# He Kills his Mom and Does the Deed with her Body



## MedicPrincess (Dec 14, 2005)

*Police Release Details Of Slayings Of Bradenton Mother, Grandfather*


POSTED: 9:37 pm EST December 8, 2005

*BRADENTON, Fla. -- *A 19-year-old man strangled his mother and then went shopping at a nearby mall.......

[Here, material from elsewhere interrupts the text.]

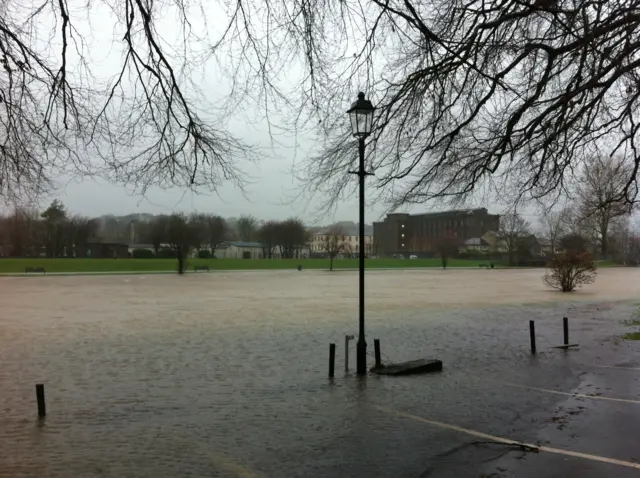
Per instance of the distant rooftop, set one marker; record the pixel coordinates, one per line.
(348, 230)
(244, 244)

Clifford Anthony Davis told investigators he killed his 42-year-old mother, Stephanie Davis....(and)had sex with the body.... .....after leaving his mother's half-nude body and going shopping, he came back to the apartment and killed his 77-year-old grandfather....
were planned and methodical. 

..............


Davis visited at least three stores in the mall, buying pants, a T-shirt, a bracelet, a necklace and a knife, police said. 


................

 Davis, who is 6-foot-4 and weighs 250 pounds....tried to kill his grandfather with a knife. When Hill put up a struggle, Davis stood on the man's neck until he died, police said. His body was found on the kitchen floor with his ankles bound together by duct tape and blood on his face. 


Davis' grandmother, Nancy Hill, discovered the bodies Monday morning. 

Read here....
http://http://www.local10.com/news/5497283/detail.html


----------



## Chimpie (Dec 14, 2005)

Yep, happened just a little north of me.  It's scary to think he could have been in the mall the same time I was.


----------



## 40sCutest (Dec 14, 2005)

I actually just read about a man who killed his wife, put her in the trunk, and then went to my local mall. He then stopped to have something to eat  where he blurted out " she just wouldn't shut the f*ck up." The girl at the restaurant called the police because of his strange behavior and they somehow found out. I wish I had the link to it but still.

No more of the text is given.